The relationship between JAK2 Y931 phosphorylation and the tumor microenvironment represents an emerging research frontier:

• Immune cell interactions:

  • JAK2 signaling in both malignant cells and immune populations

  • Y931 phosphorylation status in tumor-associated macrophages and T cells

  • Impact on cytokine production and immune cell recruitment

  • Potential biomarker for immunotherapy response in JAK2-driven malignancies

• Stromal cell crosstalk:

  • JAK2 activation in cancer-associated fibroblasts

  • Y931 phosphorylation in response to tumor-derived factors

  • Reciprocal signaling between malignant cells and stromal components

  • Dual targeting strategies addressing both compartments

• Methodological approaches:

  • Multiplex immunohistochemistry combining phospho-JAK2 (Y931) with immune markers

  • Single-cell phospho-proteomics of tumor microenvironment components

  • Spatial transcriptomics correlated with phospho-JAK2 status

  • Co-culture systems to model stromal-malignant cell interactions

• Therapeutic implications:

  • Impact of JAK2 inhibitors on the immune microenvironment

  • Rationale for combination with immune checkpoint inhibitors

  • Window of opportunity for immune activation during JAK2 inhibition

  • Biomarker potential of Y931 phosphorylation for predicting combinatorial approaches

This emerging area represents an important direction for translating molecular understanding of JAK2 signaling into more effective therapeutic strategies that address the complex ecosystem of JAK2-driven malignancies.

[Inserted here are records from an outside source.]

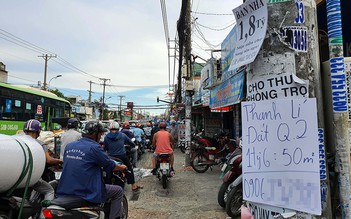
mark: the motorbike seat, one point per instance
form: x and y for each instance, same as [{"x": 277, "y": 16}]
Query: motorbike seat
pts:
[
  {"x": 70, "y": 202},
  {"x": 164, "y": 156}
]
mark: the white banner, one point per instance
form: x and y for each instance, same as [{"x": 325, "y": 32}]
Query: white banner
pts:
[
  {"x": 251, "y": 20},
  {"x": 281, "y": 154}
]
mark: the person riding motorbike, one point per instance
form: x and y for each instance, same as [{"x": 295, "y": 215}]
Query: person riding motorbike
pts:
[
  {"x": 163, "y": 141},
  {"x": 114, "y": 145},
  {"x": 82, "y": 171},
  {"x": 70, "y": 135},
  {"x": 139, "y": 134},
  {"x": 133, "y": 150},
  {"x": 32, "y": 128}
]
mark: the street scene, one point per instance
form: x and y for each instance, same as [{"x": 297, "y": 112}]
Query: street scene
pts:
[{"x": 175, "y": 109}]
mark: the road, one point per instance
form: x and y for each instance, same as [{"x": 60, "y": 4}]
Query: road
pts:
[{"x": 189, "y": 195}]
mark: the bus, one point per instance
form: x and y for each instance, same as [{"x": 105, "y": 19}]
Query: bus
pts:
[{"x": 19, "y": 103}]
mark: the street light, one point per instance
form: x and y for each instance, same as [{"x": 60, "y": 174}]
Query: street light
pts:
[{"x": 57, "y": 76}]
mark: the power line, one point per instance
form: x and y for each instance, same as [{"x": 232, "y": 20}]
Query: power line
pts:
[{"x": 216, "y": 14}]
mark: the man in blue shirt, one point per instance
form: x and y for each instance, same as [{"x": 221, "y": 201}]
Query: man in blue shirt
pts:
[{"x": 82, "y": 174}]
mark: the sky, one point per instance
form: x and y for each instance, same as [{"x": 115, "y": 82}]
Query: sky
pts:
[{"x": 123, "y": 41}]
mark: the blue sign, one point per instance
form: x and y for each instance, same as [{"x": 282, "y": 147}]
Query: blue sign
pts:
[
  {"x": 8, "y": 106},
  {"x": 229, "y": 92}
]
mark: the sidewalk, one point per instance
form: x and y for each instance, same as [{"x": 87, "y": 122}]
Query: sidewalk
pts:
[{"x": 189, "y": 194}]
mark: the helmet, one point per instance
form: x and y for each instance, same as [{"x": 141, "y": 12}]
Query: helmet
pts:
[
  {"x": 113, "y": 125},
  {"x": 162, "y": 125},
  {"x": 93, "y": 127},
  {"x": 126, "y": 125},
  {"x": 32, "y": 125},
  {"x": 72, "y": 123}
]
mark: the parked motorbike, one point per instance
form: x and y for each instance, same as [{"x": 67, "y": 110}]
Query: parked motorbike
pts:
[
  {"x": 163, "y": 171},
  {"x": 72, "y": 207},
  {"x": 206, "y": 153},
  {"x": 231, "y": 170}
]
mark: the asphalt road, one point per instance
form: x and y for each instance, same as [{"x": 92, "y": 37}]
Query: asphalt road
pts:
[{"x": 189, "y": 194}]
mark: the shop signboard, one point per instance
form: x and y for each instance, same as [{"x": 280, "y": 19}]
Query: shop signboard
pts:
[{"x": 229, "y": 92}]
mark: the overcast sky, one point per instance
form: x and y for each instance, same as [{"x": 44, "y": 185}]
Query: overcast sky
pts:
[{"x": 123, "y": 41}]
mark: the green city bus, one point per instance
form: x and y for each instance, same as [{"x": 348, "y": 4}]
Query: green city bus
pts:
[{"x": 19, "y": 103}]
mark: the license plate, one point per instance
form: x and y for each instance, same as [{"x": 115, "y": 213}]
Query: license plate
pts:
[
  {"x": 224, "y": 166},
  {"x": 58, "y": 175},
  {"x": 164, "y": 166}
]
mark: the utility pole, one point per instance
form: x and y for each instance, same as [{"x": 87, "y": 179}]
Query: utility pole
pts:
[
  {"x": 120, "y": 107},
  {"x": 46, "y": 58},
  {"x": 340, "y": 109},
  {"x": 189, "y": 81},
  {"x": 90, "y": 92},
  {"x": 300, "y": 60},
  {"x": 103, "y": 98}
]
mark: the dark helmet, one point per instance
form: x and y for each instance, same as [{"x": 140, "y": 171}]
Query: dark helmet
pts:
[
  {"x": 162, "y": 125},
  {"x": 92, "y": 128},
  {"x": 126, "y": 125},
  {"x": 32, "y": 125},
  {"x": 72, "y": 123}
]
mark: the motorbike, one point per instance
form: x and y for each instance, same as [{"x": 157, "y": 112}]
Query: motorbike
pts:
[
  {"x": 235, "y": 197},
  {"x": 163, "y": 171},
  {"x": 18, "y": 206},
  {"x": 231, "y": 170},
  {"x": 206, "y": 154},
  {"x": 71, "y": 207}
]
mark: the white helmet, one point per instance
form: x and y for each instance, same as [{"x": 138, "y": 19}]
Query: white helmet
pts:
[{"x": 113, "y": 125}]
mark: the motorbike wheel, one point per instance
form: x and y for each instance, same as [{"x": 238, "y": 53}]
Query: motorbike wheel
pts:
[
  {"x": 234, "y": 201},
  {"x": 223, "y": 194},
  {"x": 124, "y": 208},
  {"x": 198, "y": 158},
  {"x": 164, "y": 181}
]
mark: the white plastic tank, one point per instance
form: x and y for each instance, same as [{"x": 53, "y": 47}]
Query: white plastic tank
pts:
[{"x": 12, "y": 160}]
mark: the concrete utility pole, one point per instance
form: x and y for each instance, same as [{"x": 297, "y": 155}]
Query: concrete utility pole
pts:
[
  {"x": 90, "y": 92},
  {"x": 120, "y": 107},
  {"x": 291, "y": 47},
  {"x": 340, "y": 110},
  {"x": 46, "y": 58},
  {"x": 189, "y": 82},
  {"x": 103, "y": 98}
]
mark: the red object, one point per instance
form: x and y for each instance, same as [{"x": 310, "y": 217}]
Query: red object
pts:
[{"x": 47, "y": 213}]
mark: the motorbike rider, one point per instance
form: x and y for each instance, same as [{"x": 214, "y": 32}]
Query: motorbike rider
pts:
[
  {"x": 82, "y": 171},
  {"x": 70, "y": 135},
  {"x": 32, "y": 128},
  {"x": 153, "y": 132},
  {"x": 163, "y": 141},
  {"x": 139, "y": 134},
  {"x": 147, "y": 131},
  {"x": 114, "y": 145},
  {"x": 132, "y": 149}
]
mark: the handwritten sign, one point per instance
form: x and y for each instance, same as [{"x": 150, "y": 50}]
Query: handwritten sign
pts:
[
  {"x": 281, "y": 154},
  {"x": 251, "y": 18}
]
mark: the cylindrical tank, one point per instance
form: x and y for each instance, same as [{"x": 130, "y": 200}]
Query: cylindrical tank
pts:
[{"x": 12, "y": 159}]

What role might JAK2 Y931 phosphorylation play in non-hematological diseases?

Beyond hematological malignancies, JAK2 Y931 phosphorylation may have significant implications in various pathological contexts:

• Inflammatory disorders:

  • Rheumatoid arthritis: JAK2 activation in synovial fibroblasts and infiltrating immune cells

  • Inflammatory bowel disease: Epithelial and immune JAK2 signaling

  • Psoriasis: JAK2 phosphorylation patterns in keratinocytes

  • Methodological approach: Analysis of Y931 phosphorylation in patient biopsies correlated with disease activity

• Metabolic diseases:

  • Obesity: JAK2 signaling in adipocytes and macrophages

  • Diabetes: β-cell JAK2 activation in response to cytokine-mediated stress

  • Non-alcoholic steatohepatitis: Hepatocyte JAK2 phosphorylation

  • Technical considerations: Optimization of phospho-JAK2 detection in metabolic tissues with high lipid content

• Neurological conditions:

  • Multiple sclerosis: JAK2 activation in microglia and infiltrating immune cells

  • Neurodegenerative diseases: Neuroinflammatory JAK2 signaling

  • Stroke: JAK2 phosphorylation in the ischemic penumbra

  • Methodological challenges: Preservation of phospho-epitopes in neural tissues

• Fibrotic diseases:

  • Pulmonary fibrosis: JAK2 signaling in myofibroblasts

  • Liver fibrosis: Hepatic stellate cell activation via JAK2 pathways

  • Renal fibrosis: JAK2 phosphorylation in tubular epithelial cells

  • Analytical approach: Co-localization of phospho-JAK2 (Y931) with fibrotic markers

• Cardiovascular pathologies:

  • Atherosclerosis: JAK2 activation in endothelial cells and foam cells

  • Cardiac hypertrophy: Cardiomyocyte JAK2 signaling

  • Pulmonary hypertension: JAK2 phosphorylation in pulmonary vascular remodeling

  • Technical optimization: Detection of phospho-JAK2 in vascular tissues

Studying Y931 phosphorylation across these contexts requires tissue-specific optimization of detection methods and correlation with functional outcomes to establish pathophysiological relevance.